I see, you set host directly on the Beats level. I need to check in detail in what order the processors are applied.

I also need to test your above config on what the affect is. It should probably work as from a Beats perspective it's fine to have host and host.name. To remove only 1 field you could drop just host.name instead of host. Let me know if that works.

Side note: My hope is that we can actually solve the FQDN problem with the add_host_metadata processor and have a config option there for making host.name FQDN.

My initial testing showed that our custom field wasn't making it to the output - there was no FQDN at all in the Filebeat 6.3.0 messages, but thehost.name field was present.

Reverting back to 6.2.4 with the same config returned it to what we'd normally expect to see.

If we can possibly keep the host metadata (but renamed!) that would be great as it looks pretty useful.

[edit]
OK I just tried the rename processor (renaming host -> node) on a dev box and here's what I got. The custom host field was suppressed, unfortunately.

6.3.0 output:
{
  "@timestamp": "2018-06-29T13:57:54.914Z",
  "@metadata": {
    "beat": "filebeat",
    "type": "doc",
    "version": "6.3.0"
  },
  "beat": {
    "name": "dev-mgmt1",
    "hostname": "dev-mgmt1",
    "version": "6.3.0"
  },
  "offset": 49993950,
  "node": {
    "name": "dev-mgmt1"
  },
  "prospector": {
    "type": "log"
  },
  "platform": "Development",
  "type": "latency-test",
  "input": {
    "type": "log"
  },
  "timezone": "Pacific/Auckland",
  "source": "/var/log/latency-test.log",
  "message": "1530280673.966",
  "client_id": “dev”,
}
6.2.4 output:
{
  "@timestamp": "2018-06-29T14:03:31.858Z",
  "@metadata": {
    "beat": "filebeat",
    "type": "doc",
    "version": "6.2.4"
  },
  "message": "1530281011.585",
  "source": "/var/log/latency-test.log",
  "offset": 49999020,
  "platform": "Development",
  "prospector": {
    "type": "log"
  },
  "timezone": "Pacific/Auckland",
  "type": "latency-test",
  "client_id": “dev”,
  "host": "dev-mgmt1.fqdn.xxx”,
  "beat": {
    "name": "dev-mgmt1",
    "hostname": "dev-mgmt1",
    "version": "6.2.4"
  }
}

Thanks for testing. I need to test this also on my end but an other thing you could try is adding host field under and other name and then use the rename processor after you renamed the host.* fields. But not 100% sure it will work.

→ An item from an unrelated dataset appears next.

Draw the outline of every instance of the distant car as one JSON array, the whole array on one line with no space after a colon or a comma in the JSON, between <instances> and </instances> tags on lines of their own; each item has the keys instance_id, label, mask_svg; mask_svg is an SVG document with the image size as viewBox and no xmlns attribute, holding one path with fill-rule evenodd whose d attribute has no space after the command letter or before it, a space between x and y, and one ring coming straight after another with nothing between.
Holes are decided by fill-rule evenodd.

The general problem is that fields: * existed before the processor existed which makes it a bit special, meaning you can define the order it is executed. That is why I want to replace it by a processor: https://github.com/elastic/beats/issues/7350 If the above does not work, sounds like we should increase the priority for it.

I'll try the host rename a bit later - it's after 2am here and I probably shouldn't be working.

Just a note on issue #7350: If adding fields is replaced by a processor, will there be allowances to continue adding them in external prospectors? Our prospectors are dropped in as fragments, and also contain root fields, such as client_id and type.

The rename appears to work fine. I've got the results I need with this config, adding a field named fqdn instead of host:

[...]
fields:
  fqdn: dev-mgmt1.fqdn.xxx
processors:
- rename:
    fields:
     - from: "host"
       to: "node"
     - from: "fqdn"
       to: "host"
    ignore_missing: true
[...]

This gives the following output:

[...]
  "host": "dev-mgmt1.fqdn.xxx,
[...]
  "node": {
    "name": "dev-mgmt1"
  },
[...]

My only reservation here is, would this be considered a hack? Is it going to cause us problems down the line?

Thanks for all your help so far @ruflin

For your first question about the processor: Processors also work on the prospector level so this feature would keep working. A replacement for fields config option would have to same or more functionality. The interesting part is as soon as we have a processor, we can add more config options like overwrite_existing etc.

I would not consider the above a hack so you should be fine also in the long run. But as you know, these things are tricky :wink:

One note for the host.* in general: If you have the option and see a path forward where you can introduce it in your ingestion tooling in the long run, I would recommend it as we will start to use host.* more and more in 7.0.

Let me know if I can help further.

For clarification, this would go in a Logstash conf file?

So the following example conf file...

input {
  beats {
    port => 5044
  }
}

output {
  elasticsearch {
    hosts => "localhost:9200"
    index => "metricbeat"
  }
}

Would be this?

input {
  beats {
    port => 5044
  }
}

output {
  elasticsearch {
    hosts => "localhost:9200"
    index => "metricbeat"
  }
}
mutate {
  remove_field => [ "[host][name]" ]
  remove_field => [ "[host][id]" ]
  remove_field => [ "[host][architecture]" ]
  remove_field => [ "[host][os][platform]" ]
  remove_field => [ "[host][os][version]" ]
  remove_field => [ "[host][os][family]" ]
  remove_field => [ "[host][ip]" ]
  remove_field => [ "[host][mac]" ]
  remove_field => [ "[host][os]" ]
  remove_field => [ "[host]" ]
}
 mutate {
  add_field => {
    "host" => "%{[beat][hostname]}"
  }
}

Hi @mksavic

input {
  beats {
    port => 5044
  }
}

output {
  elasticsearch {
    hosts => "localhost:9200"
    index => "metricbeat"
  }
}

filter {
  mutate {
    remove_field => [ "[host]" ]
  }
  mutate {
    add_field => {
      "host" => "%{[beat][hostname]}"
    }
  }
}
3 Likes